History and Types of Remote Sensing Technology
Images made by aircraft and satellites are one of the main and fastest-growing sources for Earth data collection. Although remote sensing technology has years of development history behind, modern technological innovations and legislative changes have resulted in dramatic increase in the types of imagery that is now available and used by different industries, from agricultural sphere with NDVI values analysis to human right protection thanks to modern slavery cases detection.
Ultimately, all remote sensing technologies are divided into active and passive:
- Active remote sensing implies that the sensor applies its own illumination, emitting radiation and measuring the obtained result.
- Passive remote sensing covers most remote sensing instruments and uses the sun as the energy source for illumination, enabling retrieving pictures of visible, near-infrared and thermal infrared energy.
So, how do these imaging systems differ from pictures taken with a simple camera?

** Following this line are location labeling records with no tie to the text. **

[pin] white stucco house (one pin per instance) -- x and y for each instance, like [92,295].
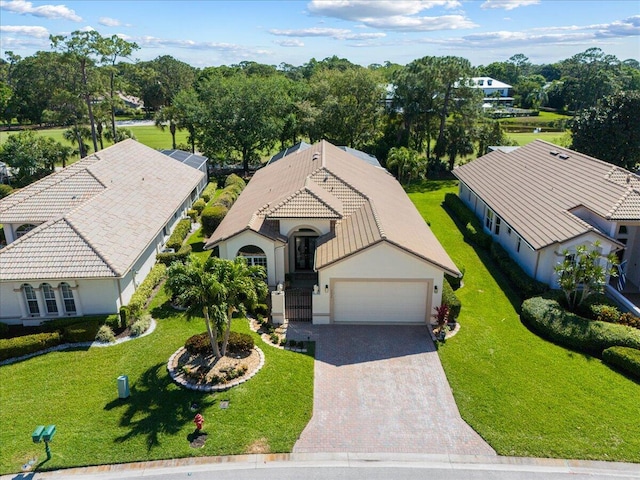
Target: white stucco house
[539,200]
[344,225]
[81,240]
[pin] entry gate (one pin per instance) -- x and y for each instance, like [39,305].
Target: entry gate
[297,304]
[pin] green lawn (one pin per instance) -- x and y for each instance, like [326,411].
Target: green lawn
[524,395]
[77,391]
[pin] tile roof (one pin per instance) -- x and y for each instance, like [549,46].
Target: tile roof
[139,191]
[536,188]
[372,204]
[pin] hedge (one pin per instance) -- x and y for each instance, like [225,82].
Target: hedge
[179,234]
[211,218]
[550,320]
[523,283]
[473,230]
[18,346]
[449,298]
[624,358]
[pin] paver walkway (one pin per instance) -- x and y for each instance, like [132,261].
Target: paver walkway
[383,389]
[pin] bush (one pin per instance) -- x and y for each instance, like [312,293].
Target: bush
[18,346]
[142,295]
[179,234]
[553,322]
[450,299]
[624,358]
[523,283]
[211,218]
[199,205]
[105,335]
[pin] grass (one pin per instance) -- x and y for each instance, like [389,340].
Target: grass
[522,394]
[77,391]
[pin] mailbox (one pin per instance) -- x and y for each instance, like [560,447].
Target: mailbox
[48,433]
[36,436]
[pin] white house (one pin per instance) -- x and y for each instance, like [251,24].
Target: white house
[541,199]
[81,240]
[333,220]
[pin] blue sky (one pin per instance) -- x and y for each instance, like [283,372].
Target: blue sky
[206,33]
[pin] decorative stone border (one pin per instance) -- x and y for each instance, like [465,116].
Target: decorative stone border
[65,346]
[172,368]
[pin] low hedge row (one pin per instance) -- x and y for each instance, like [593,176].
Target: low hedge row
[179,234]
[550,320]
[625,358]
[473,231]
[523,283]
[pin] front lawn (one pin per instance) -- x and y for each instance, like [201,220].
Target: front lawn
[524,395]
[77,391]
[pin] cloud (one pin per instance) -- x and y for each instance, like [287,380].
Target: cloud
[53,12]
[508,4]
[336,33]
[290,42]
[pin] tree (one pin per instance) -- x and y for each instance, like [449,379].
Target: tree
[583,273]
[216,289]
[610,131]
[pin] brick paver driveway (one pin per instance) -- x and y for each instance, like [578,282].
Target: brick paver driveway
[383,389]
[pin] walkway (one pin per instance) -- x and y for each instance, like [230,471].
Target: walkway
[383,389]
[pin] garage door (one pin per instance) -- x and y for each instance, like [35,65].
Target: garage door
[379,301]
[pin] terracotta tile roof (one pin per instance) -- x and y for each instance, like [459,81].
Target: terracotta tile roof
[536,187]
[140,191]
[373,205]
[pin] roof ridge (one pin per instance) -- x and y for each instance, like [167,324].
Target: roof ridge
[91,246]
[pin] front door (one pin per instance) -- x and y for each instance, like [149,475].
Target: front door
[305,251]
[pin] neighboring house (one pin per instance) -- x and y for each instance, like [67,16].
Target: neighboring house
[81,240]
[346,226]
[541,199]
[496,93]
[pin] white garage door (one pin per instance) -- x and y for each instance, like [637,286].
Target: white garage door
[380,301]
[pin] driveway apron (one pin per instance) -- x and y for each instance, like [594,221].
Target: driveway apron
[383,389]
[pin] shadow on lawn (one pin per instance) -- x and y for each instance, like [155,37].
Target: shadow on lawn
[155,408]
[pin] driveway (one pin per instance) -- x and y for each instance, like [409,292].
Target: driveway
[383,389]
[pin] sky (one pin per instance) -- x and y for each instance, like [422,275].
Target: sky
[211,32]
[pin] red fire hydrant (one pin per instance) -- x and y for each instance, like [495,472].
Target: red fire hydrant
[199,421]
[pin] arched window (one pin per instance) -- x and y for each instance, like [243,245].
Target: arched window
[49,299]
[254,256]
[31,299]
[24,229]
[67,298]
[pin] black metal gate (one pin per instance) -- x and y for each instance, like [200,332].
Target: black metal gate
[297,304]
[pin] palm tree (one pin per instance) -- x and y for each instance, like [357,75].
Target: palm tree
[216,289]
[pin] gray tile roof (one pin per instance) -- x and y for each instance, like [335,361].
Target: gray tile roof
[125,195]
[372,205]
[535,188]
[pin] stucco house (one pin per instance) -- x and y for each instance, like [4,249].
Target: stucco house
[345,226]
[81,240]
[539,200]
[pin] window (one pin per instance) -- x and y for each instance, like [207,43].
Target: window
[49,299]
[67,298]
[31,299]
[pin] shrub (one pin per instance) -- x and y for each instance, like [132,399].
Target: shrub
[141,325]
[211,218]
[624,358]
[18,346]
[240,342]
[199,205]
[209,191]
[105,335]
[179,234]
[550,320]
[523,283]
[450,299]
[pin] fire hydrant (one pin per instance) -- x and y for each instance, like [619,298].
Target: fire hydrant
[199,421]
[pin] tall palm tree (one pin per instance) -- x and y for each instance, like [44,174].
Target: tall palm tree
[216,289]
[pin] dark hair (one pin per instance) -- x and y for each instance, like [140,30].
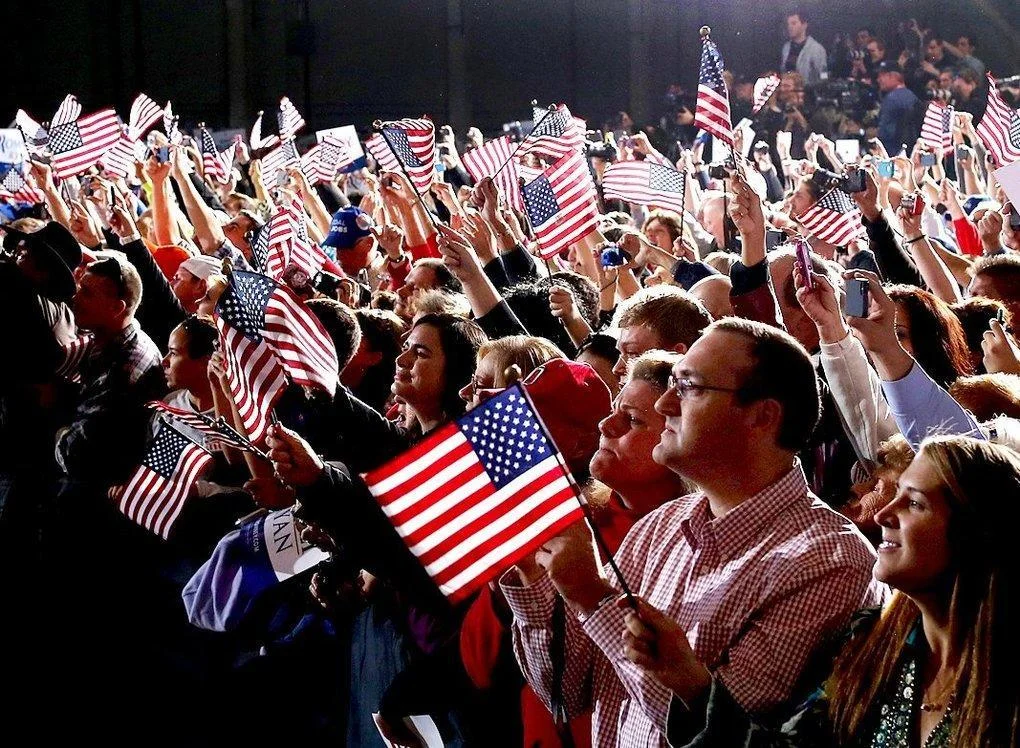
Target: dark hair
[935,334]
[585,294]
[201,335]
[341,325]
[124,278]
[975,314]
[781,371]
[529,301]
[445,280]
[460,340]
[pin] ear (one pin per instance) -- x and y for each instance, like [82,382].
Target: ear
[767,416]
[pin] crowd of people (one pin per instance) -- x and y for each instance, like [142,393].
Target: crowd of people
[799,458]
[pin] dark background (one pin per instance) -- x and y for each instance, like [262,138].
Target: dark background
[463,61]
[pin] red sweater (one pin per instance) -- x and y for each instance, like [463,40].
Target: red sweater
[483,636]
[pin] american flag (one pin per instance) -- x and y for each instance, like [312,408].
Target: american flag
[171,125]
[764,88]
[156,492]
[381,153]
[495,157]
[216,430]
[645,183]
[834,218]
[216,164]
[14,188]
[556,134]
[120,158]
[68,111]
[36,137]
[256,141]
[266,333]
[74,353]
[144,114]
[1000,128]
[79,144]
[279,159]
[712,113]
[936,129]
[478,494]
[304,252]
[289,118]
[323,159]
[561,204]
[413,142]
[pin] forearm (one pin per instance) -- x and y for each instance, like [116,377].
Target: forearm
[207,230]
[934,272]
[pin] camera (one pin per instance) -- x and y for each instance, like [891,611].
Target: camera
[614,256]
[605,151]
[912,203]
[719,170]
[518,130]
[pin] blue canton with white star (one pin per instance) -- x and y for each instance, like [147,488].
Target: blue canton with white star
[65,138]
[165,451]
[540,200]
[837,201]
[398,141]
[243,304]
[711,69]
[664,179]
[507,436]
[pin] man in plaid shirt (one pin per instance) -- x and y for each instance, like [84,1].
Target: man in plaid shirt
[754,567]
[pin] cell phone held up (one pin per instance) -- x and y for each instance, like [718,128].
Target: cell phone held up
[804,260]
[856,303]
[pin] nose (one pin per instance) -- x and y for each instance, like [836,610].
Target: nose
[668,403]
[612,426]
[620,368]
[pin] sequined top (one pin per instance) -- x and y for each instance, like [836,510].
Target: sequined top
[898,717]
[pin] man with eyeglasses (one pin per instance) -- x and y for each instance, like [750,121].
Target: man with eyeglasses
[756,569]
[119,374]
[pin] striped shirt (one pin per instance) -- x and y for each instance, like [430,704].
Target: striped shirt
[755,590]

The biggest difference is that they are not restricted only to the “visible” part of the electromagnetic spectrum, meaning the spectrum the human eye is not able to see. Remote sensing can measure energy at radio, thermal infrared, and near-infrared, wavelengths. Besides, most remote sensing instruments are able to record several wavelengths simultaneously, providing numerous images of the same location, where each picture corresponds to a different range of wavelengths. This has made remote sensing technology a part of almost every industry you can think of. The market is overflowing with different tools that leverage this technology for particular purposes. Let’s see what the current remote sensing technology market looks like and what its perspectives are for the future.
The Future of Remote Sensing Tech Market
According to the report by Grand View Research, the global remote sensing technology market is expected to reach over USD 29 billion by 2027. By the same year, the passive remote sensing segment and the aerial systems segment are both anticipated to expand by 8%. As for the countries that hold the highest market share in the remote sensing tech market, the leadership is taken by North American countries with the share of 38.12% in 2019. And that is due to the constantly growing number of precision farming apps that are used there.
Namely the increase in adoption of precision farming apps in agriculture, including greenhouse production software, is the main driving force that will lead to such remote sensing technology market growth in the following years. Such tools help agronomists to monitor crop and soil health, to plan fertilizer, pesticides, and water application, estimate yield, and much more. Overall, it enables farmers to become more efficient by cutting costs on production thanks to precision and saving resources while preserving the environment. To see how that works in the real setting, let’s see the particular case of remote sensing technology used for yield forecasting.
Remote Sensing for Yield Prediction
In this particular case, the company EOS Data Analytics (EOSDA) had a goal to create the most accurate field forecasts for Canada. However, the team discovered that some fields include woodlots and lakes, which complicated the process. Besides, there was a lack of historical data and low spatial variability of weather data.
The company had to analyze the soil type, weather and crop to predict yield scenarios by applying satellite data to every crop development stage. To analyze vegetation on fields, the company divided the fields by productivity zones, enabling better understanding of the heterogeneity of vegetation in each field. Besides, EOSDA concluded that both the accuracy and variability in vegetation analysis increased when applying LAI (Leaf Area Index).
Lina Yarysh, the Satellite Solution Consultant for Agriculture and Forestry at EOSDA, claims that the company can now easily predict yield in a province or region with over 80% accuracy.
All of this proves that remote sensing technology keeps developing and finding its use in different spheres. Already providing endless opportunities for industries, it is still expected to grow and offer even more in the future.